Le basket dans la communauté afro américaine, entre affirmation identitaire et facteur d’intégration

Michael Jordan, Kobe Bryant, Lebron James… Des noms qui vous sont sûrement familiers, des légendes du basket américain et plus largement mondial. Hormis leur talent et leur passion pour le basket, ces joueurs partagent une autre caractéristique : avant le 31 octobre 1950, ils n’auraient jamais pu jouer sur les terrains de NBA (National Basket Association). En effet, c’est seulement le 21 octobre 1950 que le premier joueur noir américain, Earl Lloyd, entre sur le terrain lors d’un match de NBA. En quelques années les basketteurs noirs américains sont devenus la norme dans les clubs américains, plus de 70% des joueurs de NBA étant d’origine afro-américaine.
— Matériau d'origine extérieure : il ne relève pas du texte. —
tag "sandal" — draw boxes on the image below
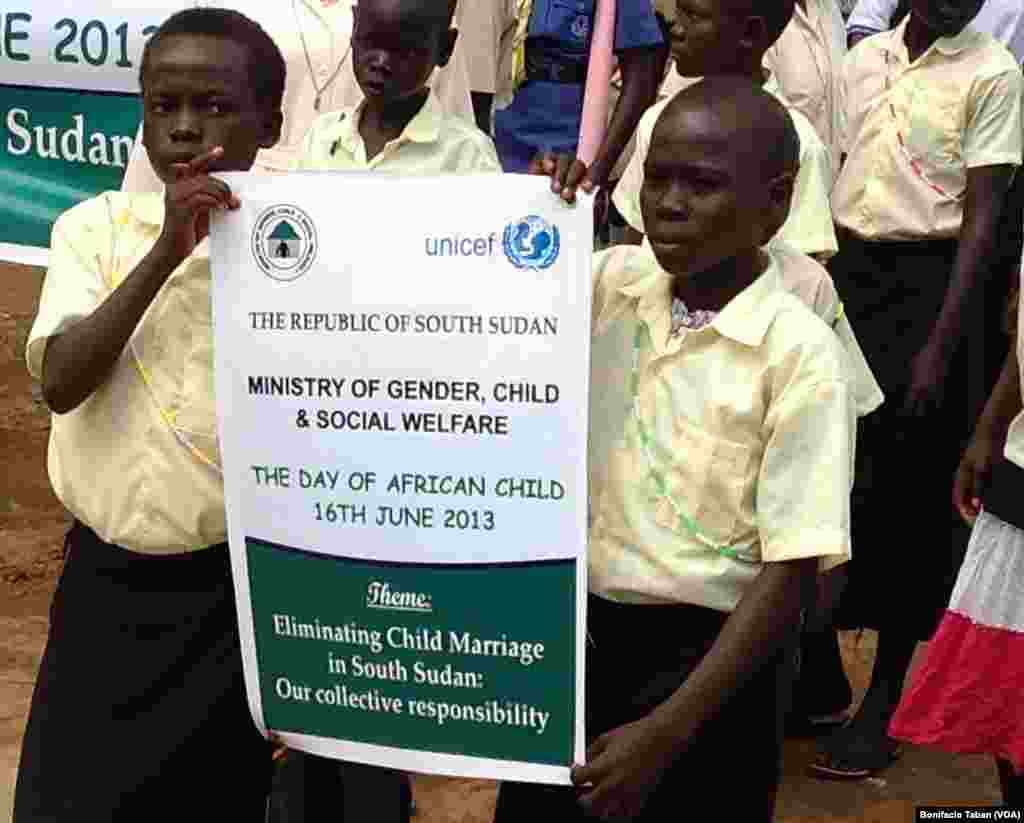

Pourquoi les basketteurs afro-américains ont-ils si fortement marqué l’histoire de la NBA ? Une des réponses peut être trouvée dans la culture basket de la communauté afro-américaine.


Les afro américains sont considérés comme des citoyens de seconde zone, relégués au fond du bus, séparés à l’école, dans les restaurants, jusqu’aux toilettes. Séparés mais égaux selon le fameux arrêt Plessy vs Ferguson ! Le sport devient alors un moyen pour se dépenser, pour se rassembler avec ses amis, pour discuter et s’exprimer. Le basket, qui nécessite peu de matériel, devient très populaire.Pas besoin de grands terrains enherbés, une petite place bétonnée, et un panier accroché précairement suffisent.


Pourquoi les basketteurs afro-américains ont-ils si fortement marqué l’histoire de la NBA ? Une des réponses peut être trouvée dans la culture basket de la communauté afro-américaine.

Par sa capacité à rassembler, et sa popularité, le basket devient rapidement un enjeu politique important dans la communauté noire américaine. Des sportifs comme Jack Johnson ou Mohamed Ali ont montré une certaine idée de l’émancipation par le sport. De plus, les “valeurs du sport" sont de plus en plus popularisées, notamment par le Baron Pierre de Coubertin et ses Jeux Olympiques modernes. Ces valeurs prônent une égalité face aux règles, seul le talent et le travail peuvent permettre de gagner, blancs et noirs sont alors égaux. Le rêve est beau mais sont-ils vraiment égaux alors qu’ils ne peuvent pas jouer sur les mêmes terrains, ni dans les mêmes clubs ?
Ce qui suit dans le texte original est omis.